I used the "one rotor at a time methodology" figuring I would do the rear first, and that would make the front easier once it was un-stuck...no dice.

First thing I noticed was the vac nipple pictured below, when I went to put the line on that nipple. It appeared fine until I rotated it to remove it, then I saw that it was trashed.

I proceeded to hook up the line, rev the engine to 2500 and run 750ml of water through, without incident, it smoked a bit, and steamed consistently but all was well. Until I removed the line and it stalled.

I was able to get it started and rigged the pedal to 2500 and proceeded to hook the line up to the top most nipple on the front side of the uim (which normally goes to my bov). As soon as I stated feeding it water, it began struggling and shortly died. This time refusing to start until I used the fuel cut switch.

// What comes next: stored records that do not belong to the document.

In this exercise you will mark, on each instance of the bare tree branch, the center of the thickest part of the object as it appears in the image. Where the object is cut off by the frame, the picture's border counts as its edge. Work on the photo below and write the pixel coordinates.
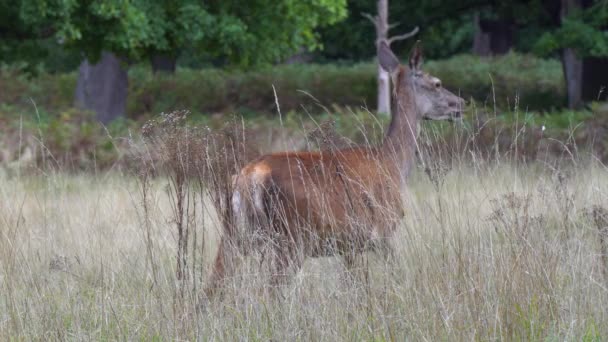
(393, 25)
(403, 36)
(371, 18)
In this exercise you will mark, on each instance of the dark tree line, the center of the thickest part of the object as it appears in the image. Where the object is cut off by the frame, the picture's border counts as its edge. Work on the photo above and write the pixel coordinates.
(575, 31)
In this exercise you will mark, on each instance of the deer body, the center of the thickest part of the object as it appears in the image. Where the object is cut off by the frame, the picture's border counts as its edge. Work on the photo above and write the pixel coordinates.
(328, 202)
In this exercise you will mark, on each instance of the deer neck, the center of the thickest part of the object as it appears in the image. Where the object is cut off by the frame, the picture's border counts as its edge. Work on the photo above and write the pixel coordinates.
(400, 141)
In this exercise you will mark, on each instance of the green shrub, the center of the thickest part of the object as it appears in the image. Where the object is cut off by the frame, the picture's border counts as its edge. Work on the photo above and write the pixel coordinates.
(531, 83)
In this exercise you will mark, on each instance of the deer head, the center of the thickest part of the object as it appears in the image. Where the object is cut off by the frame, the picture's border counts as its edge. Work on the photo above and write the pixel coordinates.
(424, 91)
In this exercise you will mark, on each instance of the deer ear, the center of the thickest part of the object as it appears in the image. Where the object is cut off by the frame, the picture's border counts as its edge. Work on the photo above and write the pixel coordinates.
(416, 57)
(387, 59)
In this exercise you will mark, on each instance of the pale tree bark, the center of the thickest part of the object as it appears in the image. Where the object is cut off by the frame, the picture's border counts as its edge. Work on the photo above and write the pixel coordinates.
(492, 37)
(571, 63)
(384, 83)
(481, 39)
(382, 26)
(102, 88)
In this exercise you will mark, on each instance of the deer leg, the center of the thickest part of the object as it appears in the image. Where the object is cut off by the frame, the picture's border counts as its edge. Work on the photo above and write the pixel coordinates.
(223, 265)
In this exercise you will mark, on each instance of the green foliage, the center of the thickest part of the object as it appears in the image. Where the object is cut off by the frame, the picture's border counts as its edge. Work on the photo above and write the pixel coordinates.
(582, 30)
(244, 33)
(538, 85)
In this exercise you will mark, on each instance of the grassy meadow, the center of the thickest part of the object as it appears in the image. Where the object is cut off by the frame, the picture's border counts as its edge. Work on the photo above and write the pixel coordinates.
(487, 251)
(505, 235)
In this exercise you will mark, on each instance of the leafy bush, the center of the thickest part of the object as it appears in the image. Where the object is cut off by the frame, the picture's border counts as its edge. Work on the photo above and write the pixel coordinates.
(529, 82)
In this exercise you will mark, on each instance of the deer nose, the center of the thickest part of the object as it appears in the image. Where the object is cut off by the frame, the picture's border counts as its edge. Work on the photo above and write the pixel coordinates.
(458, 102)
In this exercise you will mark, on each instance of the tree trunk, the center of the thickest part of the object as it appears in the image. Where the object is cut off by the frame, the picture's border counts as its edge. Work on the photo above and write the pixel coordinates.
(492, 37)
(571, 63)
(573, 73)
(481, 40)
(102, 88)
(163, 63)
(384, 84)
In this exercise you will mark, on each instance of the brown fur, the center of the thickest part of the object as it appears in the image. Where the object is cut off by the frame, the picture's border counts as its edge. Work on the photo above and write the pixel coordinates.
(327, 202)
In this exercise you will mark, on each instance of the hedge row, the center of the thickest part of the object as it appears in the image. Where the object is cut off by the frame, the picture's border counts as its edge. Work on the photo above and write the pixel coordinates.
(532, 83)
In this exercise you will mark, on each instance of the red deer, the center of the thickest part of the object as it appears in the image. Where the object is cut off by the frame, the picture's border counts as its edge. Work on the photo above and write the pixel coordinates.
(309, 204)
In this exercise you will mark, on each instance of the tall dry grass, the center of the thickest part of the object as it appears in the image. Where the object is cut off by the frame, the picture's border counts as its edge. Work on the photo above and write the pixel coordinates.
(495, 250)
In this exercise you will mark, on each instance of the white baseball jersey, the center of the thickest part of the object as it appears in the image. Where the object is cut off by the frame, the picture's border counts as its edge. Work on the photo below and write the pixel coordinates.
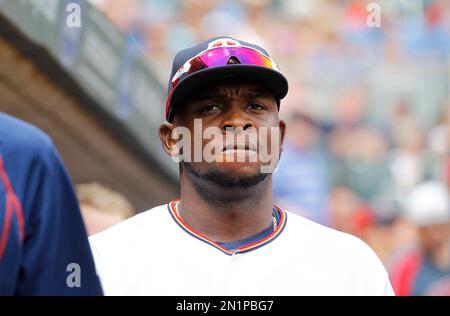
(157, 253)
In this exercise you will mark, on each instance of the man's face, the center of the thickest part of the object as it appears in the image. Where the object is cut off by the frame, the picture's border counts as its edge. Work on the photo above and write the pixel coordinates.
(246, 116)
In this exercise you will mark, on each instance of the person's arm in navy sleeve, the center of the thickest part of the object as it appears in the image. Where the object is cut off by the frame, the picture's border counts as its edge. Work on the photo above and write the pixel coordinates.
(54, 257)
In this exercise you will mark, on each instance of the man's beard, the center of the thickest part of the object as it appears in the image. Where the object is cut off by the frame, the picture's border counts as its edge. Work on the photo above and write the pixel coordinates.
(223, 179)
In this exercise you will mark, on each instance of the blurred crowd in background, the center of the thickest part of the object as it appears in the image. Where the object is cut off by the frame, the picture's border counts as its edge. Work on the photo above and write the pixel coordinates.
(368, 112)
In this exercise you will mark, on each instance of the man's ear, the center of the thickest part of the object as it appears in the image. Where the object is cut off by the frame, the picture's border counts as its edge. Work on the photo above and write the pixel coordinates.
(165, 135)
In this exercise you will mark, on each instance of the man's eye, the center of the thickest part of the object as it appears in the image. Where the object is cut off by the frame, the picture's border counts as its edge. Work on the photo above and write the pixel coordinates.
(210, 108)
(255, 107)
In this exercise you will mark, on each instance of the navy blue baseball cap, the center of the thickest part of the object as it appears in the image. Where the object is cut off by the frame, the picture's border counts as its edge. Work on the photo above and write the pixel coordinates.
(220, 58)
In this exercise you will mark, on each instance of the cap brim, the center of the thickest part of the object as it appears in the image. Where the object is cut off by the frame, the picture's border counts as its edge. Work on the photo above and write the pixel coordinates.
(270, 79)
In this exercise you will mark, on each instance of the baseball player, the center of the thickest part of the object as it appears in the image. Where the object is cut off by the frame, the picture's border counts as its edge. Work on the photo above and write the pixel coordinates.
(224, 236)
(44, 248)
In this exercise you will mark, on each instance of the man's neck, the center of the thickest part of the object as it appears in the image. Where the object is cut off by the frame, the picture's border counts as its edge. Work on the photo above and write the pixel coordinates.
(241, 214)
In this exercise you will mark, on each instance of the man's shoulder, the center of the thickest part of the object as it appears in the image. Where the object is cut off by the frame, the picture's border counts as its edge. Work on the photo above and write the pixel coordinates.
(323, 237)
(18, 137)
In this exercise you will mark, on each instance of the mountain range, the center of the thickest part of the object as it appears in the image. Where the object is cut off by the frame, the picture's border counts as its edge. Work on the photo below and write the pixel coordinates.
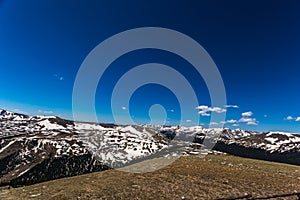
(40, 148)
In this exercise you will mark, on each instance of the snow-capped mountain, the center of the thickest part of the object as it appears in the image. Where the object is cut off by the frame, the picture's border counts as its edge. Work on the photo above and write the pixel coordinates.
(39, 148)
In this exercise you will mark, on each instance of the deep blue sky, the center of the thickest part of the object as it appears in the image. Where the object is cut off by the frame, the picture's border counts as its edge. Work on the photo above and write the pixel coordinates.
(255, 44)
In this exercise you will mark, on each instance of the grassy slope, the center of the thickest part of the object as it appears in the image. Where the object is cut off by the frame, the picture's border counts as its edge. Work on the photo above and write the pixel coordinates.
(215, 176)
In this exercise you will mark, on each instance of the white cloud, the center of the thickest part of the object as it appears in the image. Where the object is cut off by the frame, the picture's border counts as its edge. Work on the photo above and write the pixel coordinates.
(231, 121)
(58, 77)
(252, 123)
(247, 114)
(19, 111)
(249, 121)
(213, 124)
(204, 113)
(217, 110)
(246, 118)
(205, 110)
(289, 118)
(231, 106)
(46, 112)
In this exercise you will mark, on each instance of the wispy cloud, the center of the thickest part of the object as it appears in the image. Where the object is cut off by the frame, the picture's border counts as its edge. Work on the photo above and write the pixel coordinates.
(247, 118)
(290, 118)
(231, 106)
(231, 121)
(206, 110)
(46, 112)
(213, 124)
(19, 111)
(60, 78)
(247, 114)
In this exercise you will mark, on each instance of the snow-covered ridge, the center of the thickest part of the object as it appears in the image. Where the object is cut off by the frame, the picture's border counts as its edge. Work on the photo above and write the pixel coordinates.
(28, 141)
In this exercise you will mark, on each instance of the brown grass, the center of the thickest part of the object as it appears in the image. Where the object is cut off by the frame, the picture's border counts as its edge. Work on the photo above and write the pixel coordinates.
(215, 176)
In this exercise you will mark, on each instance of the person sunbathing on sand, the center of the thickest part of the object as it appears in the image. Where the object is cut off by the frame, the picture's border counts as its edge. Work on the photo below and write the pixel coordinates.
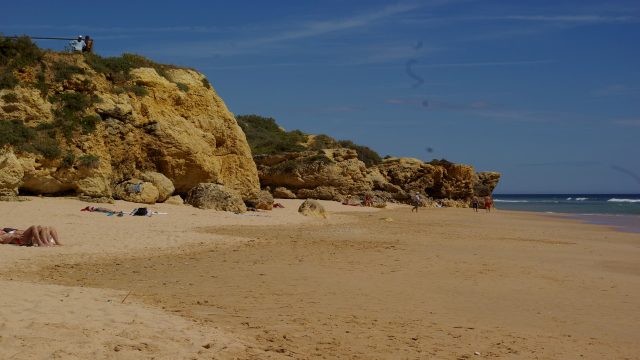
(35, 235)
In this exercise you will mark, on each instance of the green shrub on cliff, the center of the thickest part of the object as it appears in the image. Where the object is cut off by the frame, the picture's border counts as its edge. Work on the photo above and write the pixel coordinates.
(365, 154)
(24, 138)
(266, 137)
(19, 52)
(68, 117)
(117, 68)
(16, 53)
(63, 71)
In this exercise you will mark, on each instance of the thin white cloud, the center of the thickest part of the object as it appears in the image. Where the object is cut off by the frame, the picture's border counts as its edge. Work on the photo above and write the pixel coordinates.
(571, 18)
(616, 90)
(317, 28)
(486, 63)
(628, 122)
(248, 44)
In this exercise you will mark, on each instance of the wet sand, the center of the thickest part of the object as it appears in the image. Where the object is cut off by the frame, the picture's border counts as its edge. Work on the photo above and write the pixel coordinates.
(364, 284)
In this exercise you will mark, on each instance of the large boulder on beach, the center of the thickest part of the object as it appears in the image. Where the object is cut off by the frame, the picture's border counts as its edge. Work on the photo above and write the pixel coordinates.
(313, 208)
(162, 183)
(261, 201)
(216, 197)
(136, 190)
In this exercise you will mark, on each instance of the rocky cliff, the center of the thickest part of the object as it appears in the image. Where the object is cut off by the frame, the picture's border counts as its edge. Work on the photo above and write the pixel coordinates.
(335, 174)
(80, 124)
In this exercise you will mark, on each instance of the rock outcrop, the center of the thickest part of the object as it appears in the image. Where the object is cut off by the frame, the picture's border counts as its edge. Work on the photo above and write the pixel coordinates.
(312, 207)
(170, 123)
(216, 197)
(11, 174)
(334, 174)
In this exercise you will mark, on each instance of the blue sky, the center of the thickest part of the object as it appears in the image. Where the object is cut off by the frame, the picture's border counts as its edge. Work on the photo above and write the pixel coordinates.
(545, 92)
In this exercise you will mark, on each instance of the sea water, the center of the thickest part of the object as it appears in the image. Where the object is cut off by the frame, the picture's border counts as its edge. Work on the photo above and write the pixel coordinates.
(621, 211)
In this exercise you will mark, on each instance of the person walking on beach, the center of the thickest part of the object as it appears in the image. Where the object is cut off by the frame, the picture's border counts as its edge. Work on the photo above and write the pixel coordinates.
(417, 202)
(488, 202)
(35, 235)
(474, 203)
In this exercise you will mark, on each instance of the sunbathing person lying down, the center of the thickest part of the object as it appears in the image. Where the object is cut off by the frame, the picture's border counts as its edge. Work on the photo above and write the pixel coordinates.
(35, 235)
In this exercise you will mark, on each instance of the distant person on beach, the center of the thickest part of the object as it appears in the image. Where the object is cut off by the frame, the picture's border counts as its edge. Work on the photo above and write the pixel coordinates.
(474, 203)
(35, 235)
(417, 202)
(488, 202)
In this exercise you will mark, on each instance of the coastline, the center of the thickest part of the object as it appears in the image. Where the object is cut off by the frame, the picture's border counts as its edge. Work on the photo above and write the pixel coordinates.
(363, 283)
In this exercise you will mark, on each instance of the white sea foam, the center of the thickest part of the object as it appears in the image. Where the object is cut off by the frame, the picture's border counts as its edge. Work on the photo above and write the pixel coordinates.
(623, 200)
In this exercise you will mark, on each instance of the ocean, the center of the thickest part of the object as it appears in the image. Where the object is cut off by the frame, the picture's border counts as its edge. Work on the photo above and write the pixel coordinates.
(621, 211)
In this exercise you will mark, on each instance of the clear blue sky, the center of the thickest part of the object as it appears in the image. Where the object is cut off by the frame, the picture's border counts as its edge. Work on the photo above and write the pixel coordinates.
(545, 92)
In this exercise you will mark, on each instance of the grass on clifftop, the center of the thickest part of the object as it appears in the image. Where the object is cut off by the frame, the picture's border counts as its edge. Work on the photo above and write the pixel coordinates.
(266, 137)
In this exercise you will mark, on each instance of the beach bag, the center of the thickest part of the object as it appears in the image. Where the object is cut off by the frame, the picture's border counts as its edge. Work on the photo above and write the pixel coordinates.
(140, 212)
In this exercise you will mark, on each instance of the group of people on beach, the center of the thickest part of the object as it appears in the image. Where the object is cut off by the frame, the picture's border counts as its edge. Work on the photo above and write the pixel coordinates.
(488, 203)
(39, 235)
(35, 235)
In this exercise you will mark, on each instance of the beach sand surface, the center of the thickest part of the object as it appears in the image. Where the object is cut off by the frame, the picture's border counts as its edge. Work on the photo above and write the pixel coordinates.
(363, 284)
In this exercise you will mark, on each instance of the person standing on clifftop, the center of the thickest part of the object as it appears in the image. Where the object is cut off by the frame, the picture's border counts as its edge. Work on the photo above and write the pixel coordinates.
(474, 203)
(488, 202)
(417, 202)
(78, 44)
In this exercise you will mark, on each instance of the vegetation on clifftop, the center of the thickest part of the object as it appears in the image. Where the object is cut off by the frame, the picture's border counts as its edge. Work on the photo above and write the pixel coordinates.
(24, 64)
(265, 137)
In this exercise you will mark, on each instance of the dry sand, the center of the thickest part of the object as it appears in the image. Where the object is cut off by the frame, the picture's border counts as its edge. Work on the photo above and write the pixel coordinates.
(363, 284)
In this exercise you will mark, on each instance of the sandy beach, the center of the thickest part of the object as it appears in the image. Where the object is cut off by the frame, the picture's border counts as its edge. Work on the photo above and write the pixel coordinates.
(363, 284)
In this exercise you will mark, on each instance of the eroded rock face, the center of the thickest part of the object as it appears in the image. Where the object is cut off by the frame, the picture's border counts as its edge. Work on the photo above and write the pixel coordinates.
(262, 201)
(216, 197)
(328, 174)
(334, 174)
(11, 174)
(185, 133)
(162, 183)
(136, 190)
(312, 207)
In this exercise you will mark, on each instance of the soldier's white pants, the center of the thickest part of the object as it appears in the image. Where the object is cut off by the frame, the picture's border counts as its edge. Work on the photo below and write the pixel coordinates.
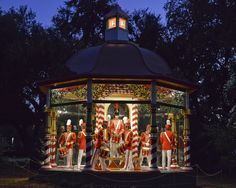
(142, 158)
(80, 155)
(69, 158)
(164, 154)
(128, 160)
(113, 149)
(101, 160)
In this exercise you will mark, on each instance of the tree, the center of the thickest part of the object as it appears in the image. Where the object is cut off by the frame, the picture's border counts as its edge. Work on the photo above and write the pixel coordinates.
(29, 53)
(146, 29)
(81, 22)
(202, 45)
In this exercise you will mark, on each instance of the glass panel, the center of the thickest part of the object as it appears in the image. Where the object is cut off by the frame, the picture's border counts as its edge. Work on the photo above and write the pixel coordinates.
(121, 92)
(69, 94)
(176, 118)
(170, 96)
(66, 115)
(111, 23)
(122, 23)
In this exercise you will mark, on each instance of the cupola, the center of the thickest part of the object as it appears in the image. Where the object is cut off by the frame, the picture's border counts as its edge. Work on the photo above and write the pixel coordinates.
(116, 25)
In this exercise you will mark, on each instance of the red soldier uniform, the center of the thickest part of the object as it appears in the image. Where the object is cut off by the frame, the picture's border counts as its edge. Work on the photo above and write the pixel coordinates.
(116, 131)
(128, 145)
(82, 140)
(81, 143)
(145, 145)
(68, 139)
(167, 140)
(99, 140)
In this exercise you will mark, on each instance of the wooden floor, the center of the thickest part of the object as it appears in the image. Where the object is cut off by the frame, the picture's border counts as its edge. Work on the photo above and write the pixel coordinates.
(143, 169)
(144, 178)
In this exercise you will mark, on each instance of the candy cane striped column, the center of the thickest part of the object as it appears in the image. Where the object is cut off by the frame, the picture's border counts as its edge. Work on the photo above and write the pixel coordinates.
(174, 163)
(101, 114)
(134, 126)
(153, 137)
(47, 146)
(187, 152)
(97, 115)
(53, 151)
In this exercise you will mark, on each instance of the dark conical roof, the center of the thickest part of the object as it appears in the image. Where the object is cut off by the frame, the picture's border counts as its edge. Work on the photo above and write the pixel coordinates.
(116, 11)
(119, 59)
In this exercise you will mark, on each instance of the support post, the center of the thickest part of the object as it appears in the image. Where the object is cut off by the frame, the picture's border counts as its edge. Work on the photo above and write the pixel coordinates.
(88, 159)
(186, 132)
(47, 138)
(174, 163)
(153, 137)
(53, 139)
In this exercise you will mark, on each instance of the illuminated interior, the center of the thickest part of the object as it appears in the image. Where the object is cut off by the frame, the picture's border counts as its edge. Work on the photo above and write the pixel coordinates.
(111, 23)
(69, 103)
(122, 23)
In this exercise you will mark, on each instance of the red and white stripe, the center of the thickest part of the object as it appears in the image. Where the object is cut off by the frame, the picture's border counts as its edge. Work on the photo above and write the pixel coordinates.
(153, 140)
(47, 146)
(134, 126)
(53, 151)
(187, 165)
(100, 114)
(174, 163)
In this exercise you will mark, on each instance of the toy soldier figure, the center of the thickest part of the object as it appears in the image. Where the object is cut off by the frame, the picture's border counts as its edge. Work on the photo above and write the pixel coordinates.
(128, 145)
(81, 142)
(68, 139)
(99, 149)
(167, 143)
(145, 145)
(116, 131)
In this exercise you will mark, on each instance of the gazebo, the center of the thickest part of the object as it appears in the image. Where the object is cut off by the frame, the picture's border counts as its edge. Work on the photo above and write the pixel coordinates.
(118, 75)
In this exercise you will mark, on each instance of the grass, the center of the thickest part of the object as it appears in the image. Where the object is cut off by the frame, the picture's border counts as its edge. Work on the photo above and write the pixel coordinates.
(14, 176)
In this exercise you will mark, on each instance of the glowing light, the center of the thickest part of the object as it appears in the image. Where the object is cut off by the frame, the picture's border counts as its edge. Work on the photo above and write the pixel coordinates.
(111, 23)
(122, 23)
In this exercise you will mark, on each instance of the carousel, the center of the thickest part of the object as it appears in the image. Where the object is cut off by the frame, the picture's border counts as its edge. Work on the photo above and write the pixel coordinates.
(110, 113)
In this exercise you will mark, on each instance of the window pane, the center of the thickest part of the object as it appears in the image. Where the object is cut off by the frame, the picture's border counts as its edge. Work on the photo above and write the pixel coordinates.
(170, 96)
(121, 92)
(63, 114)
(111, 23)
(69, 94)
(122, 23)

Now it won't even idle with everything hooked back up, so I figured I'd come type this up.
Perhaps the rear spark plugs a are covered in carbon and unable to sustain the cleaning of the front rotor?

New theory: perhaps that nipple being broken caused a lean condition that did actual damage to the rear rotor?
under boost,, the opposite happens,, that rotor runs rich casue its loosing some of the calculated airflow .. under vacuum it runs leaner than the other but i doubt it does any problem as very difficult to run too lean under vac and do damge

im still under impression that rotor it stalled on has a shitty plug..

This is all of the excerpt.